(a) A body P of mass q kg is suspended by two light inextensible strings AB and DB attached to a horizontal table. The strings are inclined at 30° and 60° respectively to the horizontal and the tension in AB is 48N. If the system is in equilibrium :
(i) sketch a diagram to represent the information ; (ii) calculate the tension in DB ;
(a) Given that \(m = (6i + 8j)\) and \(n = (-8i + \frac{7}{3}j)\), find the :
(i) magnitudes and direction of m and n ; (ii) angle between m and n.
(b) The position vectors of points P, Q, R and S are \(\begin{pmatrix} -2 \\ 3 \end{pmatrix}, \begin{pmatrix} 10 \\ 4 \end{pmatrix}, \begin{pmatrix} 3 \\ 12 \end{pmatrix}\) and \(\begin{pmatrix} 4 \\ 0 \end{pmatrix}\) respectively. Show that \(\overrightarrow{PQ}\) is perpendicular to \(\overrightarrow{RS}\).

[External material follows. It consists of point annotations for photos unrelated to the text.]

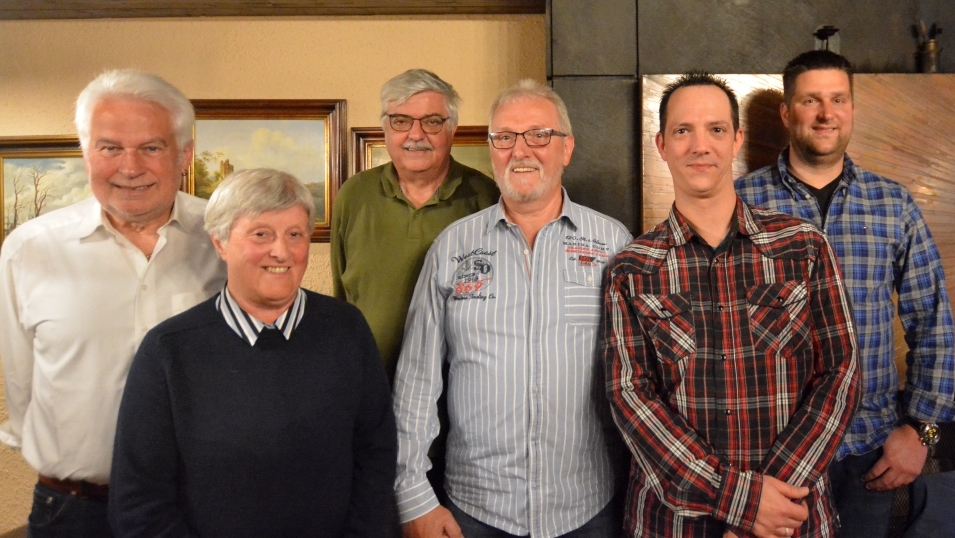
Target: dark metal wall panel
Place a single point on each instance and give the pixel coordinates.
(745, 36)
(602, 170)
(594, 38)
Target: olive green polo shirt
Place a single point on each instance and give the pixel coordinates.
(379, 241)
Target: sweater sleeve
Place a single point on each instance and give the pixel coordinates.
(143, 494)
(375, 445)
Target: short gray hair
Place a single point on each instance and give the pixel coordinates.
(414, 81)
(529, 88)
(133, 84)
(249, 193)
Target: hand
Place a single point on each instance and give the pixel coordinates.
(437, 523)
(781, 510)
(903, 457)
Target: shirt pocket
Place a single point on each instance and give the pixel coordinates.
(582, 295)
(668, 321)
(778, 316)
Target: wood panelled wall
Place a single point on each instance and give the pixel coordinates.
(904, 127)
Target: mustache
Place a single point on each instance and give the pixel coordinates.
(527, 161)
(417, 145)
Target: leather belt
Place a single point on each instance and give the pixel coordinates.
(78, 488)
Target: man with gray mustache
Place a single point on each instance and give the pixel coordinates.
(508, 301)
(385, 218)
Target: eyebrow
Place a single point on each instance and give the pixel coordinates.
(158, 141)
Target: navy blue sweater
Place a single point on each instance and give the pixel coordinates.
(286, 438)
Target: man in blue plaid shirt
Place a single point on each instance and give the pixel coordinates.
(884, 246)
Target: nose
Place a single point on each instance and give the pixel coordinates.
(132, 163)
(416, 132)
(699, 142)
(280, 249)
(521, 149)
(825, 109)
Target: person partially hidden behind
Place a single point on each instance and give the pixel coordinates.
(729, 345)
(509, 299)
(265, 410)
(884, 247)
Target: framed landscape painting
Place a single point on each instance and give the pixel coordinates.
(39, 175)
(301, 137)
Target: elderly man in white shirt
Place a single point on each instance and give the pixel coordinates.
(81, 286)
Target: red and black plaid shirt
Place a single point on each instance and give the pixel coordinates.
(727, 365)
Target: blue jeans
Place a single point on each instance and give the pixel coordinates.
(863, 513)
(61, 515)
(606, 524)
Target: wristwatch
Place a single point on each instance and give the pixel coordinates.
(928, 431)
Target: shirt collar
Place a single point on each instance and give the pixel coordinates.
(248, 327)
(569, 211)
(389, 182)
(681, 231)
(849, 170)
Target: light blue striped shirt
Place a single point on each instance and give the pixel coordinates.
(527, 451)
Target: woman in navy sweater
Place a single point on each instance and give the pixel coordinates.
(265, 410)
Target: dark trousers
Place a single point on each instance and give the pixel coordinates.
(60, 515)
(863, 513)
(606, 524)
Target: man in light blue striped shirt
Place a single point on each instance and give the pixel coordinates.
(509, 298)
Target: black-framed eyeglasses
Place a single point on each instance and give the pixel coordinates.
(431, 124)
(533, 137)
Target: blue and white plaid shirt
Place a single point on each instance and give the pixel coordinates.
(884, 246)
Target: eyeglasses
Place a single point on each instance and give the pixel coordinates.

A binary operation \(*\) is defined on the set, R, of real numbers by \(m * n = m + n + 2\). Find the :
(a) identity element under the operation ;
(b) inverse of n under the operation .
Given that (5, 2), (-4, k) and (2, 1) lie on a straight line, find the value of k.
(a) If \(f(x + 2) = 6x^{2} + 5x - 8\), find \(f(5)\).
(b) Express \(\frac{7\sqrt{2} + 3\sqrt{3}}{4\sqrt{2} - 2\sqrt{3}}\) in the form \(p + q\sqrt{r}\), where p, q and r are rational numbers.